Monthly Archives: August 2016



For the last 6 years I’ve listened as the bear sites talk down the economy. I have to say this is the most ridiculous nonsense I’ve ever heard. Do these people even bother to go outside and see what’s happening?

For the last two months I’ve been on vacation touring a big swath of the western United States and I can tell you that in every single town I’ve gone through there are help wanted signs in virtually every window. Big towns and little towns, the story is the same. The economy is accelerating, if not booming.

I predicted this would happen over a year ago. When everyone was quoting the shadow stats nonsense of 20% unemployment, I was saying at the time it was crap. If you think the government fudges the numbers, John Williams at Shadow Stats is 10 times worse than the government ever thought about being. Let’s face it, bearish news sells. And these sites are not in the least bit interested in publishing the facts. They are interested in creating attention by continuously predicting the end of the world.

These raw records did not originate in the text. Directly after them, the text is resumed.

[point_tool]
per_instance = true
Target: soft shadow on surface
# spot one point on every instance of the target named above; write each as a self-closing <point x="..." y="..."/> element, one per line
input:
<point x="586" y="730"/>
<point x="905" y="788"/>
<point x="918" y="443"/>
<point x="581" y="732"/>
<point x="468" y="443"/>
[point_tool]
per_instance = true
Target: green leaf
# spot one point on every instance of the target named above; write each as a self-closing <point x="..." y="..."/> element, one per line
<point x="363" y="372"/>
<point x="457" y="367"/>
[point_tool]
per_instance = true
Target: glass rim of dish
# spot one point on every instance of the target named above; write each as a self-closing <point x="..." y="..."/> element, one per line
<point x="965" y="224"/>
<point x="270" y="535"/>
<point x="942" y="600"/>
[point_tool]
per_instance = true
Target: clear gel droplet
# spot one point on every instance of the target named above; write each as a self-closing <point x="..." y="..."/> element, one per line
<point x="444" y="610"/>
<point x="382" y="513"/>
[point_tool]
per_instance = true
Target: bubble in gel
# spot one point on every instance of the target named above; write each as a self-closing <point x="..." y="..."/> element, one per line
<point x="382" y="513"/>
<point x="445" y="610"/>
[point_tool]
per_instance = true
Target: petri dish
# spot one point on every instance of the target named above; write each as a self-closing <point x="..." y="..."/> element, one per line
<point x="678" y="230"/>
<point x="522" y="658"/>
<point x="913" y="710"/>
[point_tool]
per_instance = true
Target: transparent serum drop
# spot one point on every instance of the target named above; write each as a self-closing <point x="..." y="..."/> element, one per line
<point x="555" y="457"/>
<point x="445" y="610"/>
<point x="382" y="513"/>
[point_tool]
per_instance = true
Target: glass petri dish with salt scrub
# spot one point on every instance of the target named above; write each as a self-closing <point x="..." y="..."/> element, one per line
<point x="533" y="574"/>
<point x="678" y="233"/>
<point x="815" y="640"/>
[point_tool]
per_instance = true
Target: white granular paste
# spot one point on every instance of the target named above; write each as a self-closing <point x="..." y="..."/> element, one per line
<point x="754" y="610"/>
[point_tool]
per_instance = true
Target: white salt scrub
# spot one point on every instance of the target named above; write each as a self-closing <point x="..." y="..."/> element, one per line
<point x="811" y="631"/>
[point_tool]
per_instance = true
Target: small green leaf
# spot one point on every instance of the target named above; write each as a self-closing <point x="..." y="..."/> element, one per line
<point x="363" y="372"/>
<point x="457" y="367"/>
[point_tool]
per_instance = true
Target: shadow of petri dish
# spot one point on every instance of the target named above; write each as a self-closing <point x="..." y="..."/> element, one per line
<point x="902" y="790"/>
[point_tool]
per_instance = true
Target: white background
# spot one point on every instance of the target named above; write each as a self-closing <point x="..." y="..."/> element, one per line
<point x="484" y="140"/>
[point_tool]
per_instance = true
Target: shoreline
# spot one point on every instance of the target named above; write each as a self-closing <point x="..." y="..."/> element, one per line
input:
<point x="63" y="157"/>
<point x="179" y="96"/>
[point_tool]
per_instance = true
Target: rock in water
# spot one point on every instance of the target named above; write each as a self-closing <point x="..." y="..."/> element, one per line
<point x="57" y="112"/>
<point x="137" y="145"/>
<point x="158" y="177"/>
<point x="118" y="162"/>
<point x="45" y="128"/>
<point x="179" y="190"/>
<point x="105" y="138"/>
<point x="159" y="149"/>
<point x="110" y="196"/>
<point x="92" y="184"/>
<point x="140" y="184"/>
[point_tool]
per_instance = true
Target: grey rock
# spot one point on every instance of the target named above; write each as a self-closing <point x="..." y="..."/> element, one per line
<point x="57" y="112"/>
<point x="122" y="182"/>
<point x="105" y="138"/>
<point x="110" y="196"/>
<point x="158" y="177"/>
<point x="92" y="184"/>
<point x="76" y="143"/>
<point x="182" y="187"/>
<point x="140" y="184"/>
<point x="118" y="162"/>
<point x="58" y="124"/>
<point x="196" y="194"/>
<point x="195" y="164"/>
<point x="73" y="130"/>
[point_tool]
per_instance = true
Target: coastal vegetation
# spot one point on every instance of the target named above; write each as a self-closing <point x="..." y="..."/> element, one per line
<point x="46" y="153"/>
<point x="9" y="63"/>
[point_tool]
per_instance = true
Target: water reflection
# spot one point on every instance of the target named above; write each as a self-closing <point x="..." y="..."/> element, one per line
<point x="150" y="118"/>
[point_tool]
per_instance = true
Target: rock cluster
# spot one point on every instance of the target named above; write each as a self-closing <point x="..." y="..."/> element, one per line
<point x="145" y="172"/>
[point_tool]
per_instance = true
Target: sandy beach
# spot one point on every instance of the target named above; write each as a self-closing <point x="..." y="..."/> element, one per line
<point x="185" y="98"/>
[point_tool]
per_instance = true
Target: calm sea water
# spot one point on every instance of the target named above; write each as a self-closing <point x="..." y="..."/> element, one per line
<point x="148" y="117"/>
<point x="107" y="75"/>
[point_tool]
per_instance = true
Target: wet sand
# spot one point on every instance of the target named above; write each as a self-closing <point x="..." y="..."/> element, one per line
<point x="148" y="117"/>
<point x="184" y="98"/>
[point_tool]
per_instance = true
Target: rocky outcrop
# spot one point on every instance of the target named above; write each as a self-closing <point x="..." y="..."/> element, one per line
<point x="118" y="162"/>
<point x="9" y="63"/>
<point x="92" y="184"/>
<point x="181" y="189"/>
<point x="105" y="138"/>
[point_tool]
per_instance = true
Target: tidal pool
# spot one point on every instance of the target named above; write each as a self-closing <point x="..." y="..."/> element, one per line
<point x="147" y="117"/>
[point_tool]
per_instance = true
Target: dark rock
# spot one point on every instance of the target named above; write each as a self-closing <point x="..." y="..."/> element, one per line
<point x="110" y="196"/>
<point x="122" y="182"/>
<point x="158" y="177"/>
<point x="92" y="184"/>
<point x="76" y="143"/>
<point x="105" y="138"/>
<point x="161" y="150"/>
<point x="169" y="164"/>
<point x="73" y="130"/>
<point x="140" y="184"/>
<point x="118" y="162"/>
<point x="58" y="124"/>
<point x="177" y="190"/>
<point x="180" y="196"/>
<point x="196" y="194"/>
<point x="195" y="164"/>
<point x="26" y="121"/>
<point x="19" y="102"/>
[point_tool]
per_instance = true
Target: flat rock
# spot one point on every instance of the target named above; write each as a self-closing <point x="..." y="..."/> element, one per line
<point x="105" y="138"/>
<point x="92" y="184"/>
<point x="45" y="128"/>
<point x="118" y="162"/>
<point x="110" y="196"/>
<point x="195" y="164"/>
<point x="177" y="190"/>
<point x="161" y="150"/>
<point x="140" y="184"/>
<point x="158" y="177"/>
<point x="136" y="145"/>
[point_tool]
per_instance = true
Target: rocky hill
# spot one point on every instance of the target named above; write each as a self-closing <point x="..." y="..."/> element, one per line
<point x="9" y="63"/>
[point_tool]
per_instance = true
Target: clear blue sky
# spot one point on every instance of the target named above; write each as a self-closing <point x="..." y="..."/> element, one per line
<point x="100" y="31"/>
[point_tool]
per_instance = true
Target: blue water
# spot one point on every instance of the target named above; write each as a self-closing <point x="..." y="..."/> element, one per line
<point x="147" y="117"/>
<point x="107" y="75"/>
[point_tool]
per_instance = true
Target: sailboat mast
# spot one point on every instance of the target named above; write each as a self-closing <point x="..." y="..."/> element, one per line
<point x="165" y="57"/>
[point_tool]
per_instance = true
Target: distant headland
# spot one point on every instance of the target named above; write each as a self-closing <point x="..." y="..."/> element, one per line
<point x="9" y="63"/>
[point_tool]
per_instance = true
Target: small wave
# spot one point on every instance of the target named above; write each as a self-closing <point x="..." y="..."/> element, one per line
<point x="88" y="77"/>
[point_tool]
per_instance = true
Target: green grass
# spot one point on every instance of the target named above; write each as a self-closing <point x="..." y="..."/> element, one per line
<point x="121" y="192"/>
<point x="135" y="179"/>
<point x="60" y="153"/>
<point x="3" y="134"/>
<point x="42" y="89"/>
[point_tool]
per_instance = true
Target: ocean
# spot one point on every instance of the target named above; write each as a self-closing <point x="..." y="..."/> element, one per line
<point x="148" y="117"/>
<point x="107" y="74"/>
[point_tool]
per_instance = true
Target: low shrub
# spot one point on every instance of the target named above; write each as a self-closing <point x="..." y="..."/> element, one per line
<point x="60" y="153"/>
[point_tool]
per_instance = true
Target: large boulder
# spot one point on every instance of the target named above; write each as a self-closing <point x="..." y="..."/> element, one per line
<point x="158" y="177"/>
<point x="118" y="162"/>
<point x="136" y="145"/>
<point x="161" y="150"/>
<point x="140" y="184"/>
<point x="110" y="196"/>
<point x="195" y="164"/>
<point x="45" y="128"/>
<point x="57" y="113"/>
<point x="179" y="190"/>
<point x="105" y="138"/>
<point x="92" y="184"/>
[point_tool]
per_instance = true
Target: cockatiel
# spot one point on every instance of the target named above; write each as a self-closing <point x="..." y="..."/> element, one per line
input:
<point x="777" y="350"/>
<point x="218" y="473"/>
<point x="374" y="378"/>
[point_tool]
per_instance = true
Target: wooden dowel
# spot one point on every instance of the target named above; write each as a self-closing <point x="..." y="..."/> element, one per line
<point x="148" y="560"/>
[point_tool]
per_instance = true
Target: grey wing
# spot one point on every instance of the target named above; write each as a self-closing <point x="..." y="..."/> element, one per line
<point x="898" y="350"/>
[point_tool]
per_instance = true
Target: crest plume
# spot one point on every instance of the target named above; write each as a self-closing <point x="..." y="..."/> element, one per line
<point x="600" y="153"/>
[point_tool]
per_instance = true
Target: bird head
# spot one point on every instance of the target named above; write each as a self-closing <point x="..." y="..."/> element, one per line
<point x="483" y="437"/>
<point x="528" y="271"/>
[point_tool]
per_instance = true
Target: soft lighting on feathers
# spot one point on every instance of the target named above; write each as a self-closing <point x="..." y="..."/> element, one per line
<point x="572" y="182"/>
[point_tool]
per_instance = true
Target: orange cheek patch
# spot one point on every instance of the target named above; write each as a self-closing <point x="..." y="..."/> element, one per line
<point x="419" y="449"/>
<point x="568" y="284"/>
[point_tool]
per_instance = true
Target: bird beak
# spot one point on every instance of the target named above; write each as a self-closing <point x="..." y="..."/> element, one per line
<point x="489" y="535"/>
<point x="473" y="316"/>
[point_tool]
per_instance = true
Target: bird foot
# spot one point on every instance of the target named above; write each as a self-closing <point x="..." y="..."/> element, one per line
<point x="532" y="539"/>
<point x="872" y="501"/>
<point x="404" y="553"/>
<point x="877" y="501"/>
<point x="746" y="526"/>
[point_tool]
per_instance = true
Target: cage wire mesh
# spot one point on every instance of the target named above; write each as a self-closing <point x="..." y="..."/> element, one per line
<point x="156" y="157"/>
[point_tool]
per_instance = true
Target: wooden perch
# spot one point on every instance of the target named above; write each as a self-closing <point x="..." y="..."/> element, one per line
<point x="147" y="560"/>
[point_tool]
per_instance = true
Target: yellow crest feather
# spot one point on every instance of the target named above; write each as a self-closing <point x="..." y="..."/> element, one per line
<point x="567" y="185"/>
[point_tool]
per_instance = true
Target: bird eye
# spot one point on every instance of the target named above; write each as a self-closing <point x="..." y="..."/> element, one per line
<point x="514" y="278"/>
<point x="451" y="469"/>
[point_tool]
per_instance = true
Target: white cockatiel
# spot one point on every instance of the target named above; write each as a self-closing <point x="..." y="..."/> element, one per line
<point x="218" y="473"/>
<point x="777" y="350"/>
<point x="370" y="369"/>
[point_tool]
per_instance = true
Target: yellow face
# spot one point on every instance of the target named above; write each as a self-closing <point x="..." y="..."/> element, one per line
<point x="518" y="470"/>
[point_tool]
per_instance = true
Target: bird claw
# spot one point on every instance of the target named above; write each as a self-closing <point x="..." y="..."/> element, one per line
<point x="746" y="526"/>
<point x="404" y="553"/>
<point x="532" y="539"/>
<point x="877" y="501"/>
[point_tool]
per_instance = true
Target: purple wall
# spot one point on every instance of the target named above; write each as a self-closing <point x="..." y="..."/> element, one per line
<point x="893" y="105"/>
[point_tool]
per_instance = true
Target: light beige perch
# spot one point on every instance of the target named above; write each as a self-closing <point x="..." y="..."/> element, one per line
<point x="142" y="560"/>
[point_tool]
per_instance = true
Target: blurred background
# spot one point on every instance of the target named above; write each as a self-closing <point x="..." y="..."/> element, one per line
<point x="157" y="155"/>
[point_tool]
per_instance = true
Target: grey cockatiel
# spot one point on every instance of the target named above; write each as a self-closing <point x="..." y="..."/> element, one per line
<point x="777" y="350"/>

I anticipated that we would get multi-year cycle lows in everything this year, and that’s what happened. The economy didn’t turn down on any ridiculous 8.6 year economic cycle. If anything it turned up. We don’t have, and are not going to have deflation. It’s virtually impossible to have deflation in a purely fiat monetary system as long as central banks are willing to expand the monetary base indefinitely. Is it any wonder why these people continue to scratch their heads and wonder why oil isn’t going down driven by the “fundamentals”. Duh catch a clue, the fundamentals have already reversed. The market has already looked into the future and seen that the global economy is accelerating again, and demand is going to overwhelm supply by next year. Folks quit looking in the rear view mirror.

When everyone was predicting the US Dollar was going to 110 or 120 I was one of the very few who noticed that the August 2015 low had dropped below the March 2015 low. Then the May low this year the dollar dropped below the August low. That set off all kinds of warning bells. The dollar was making lower intermediate lows. If the dollar was going to 110 or 120 then it had no business making lower intermediate lows. Something was wrong. I’ll tell you what was wrong. The dollar had started a bear market with a classic double top, and the euro a bull market with a classic double bottom. Again, you have to pay attention to what is actually happening. Quit listening to these analysts that sound convincing but clearly have no clue what is going on. The euro is not collapsing and Europe is not falling apart. Quite the opposite, Europe is coming out of recession and the entire global economy is going to rebound in the years ahead.

When everyone was calling for a bear market in the stock market, I was one of the few calling for new highs. There is just no way stocks can enter a bear market without the economy rolling over into recession, and clearly the US was not even close to a recession. And just as I predicted the market recovered and now we have a breakout to new highs. 

This is exactly what should happen during an inflationary phase, and make no mistake we are entering an inflationary phase over the next 4-5 years as all the global QE comes back to bite us in the ass. Seriously, did anyone really think that the world could just print trillions and trillions of currency units and nothing bad would happen? Or that it would somehow create deflation? 

Sometimes I wonder if there is any commonsense left in the world.

Deflation: what a joke!

We are having one of the best years in a long long time, because I correctly anticipated that we were starting an inflationary phase. Folks, it’s time to tune out the perma bear nonsense and get on board with reality. And the reality for the next several years is that printing trillions and trillions of currency units is going to create inflation in virtually all asset classes.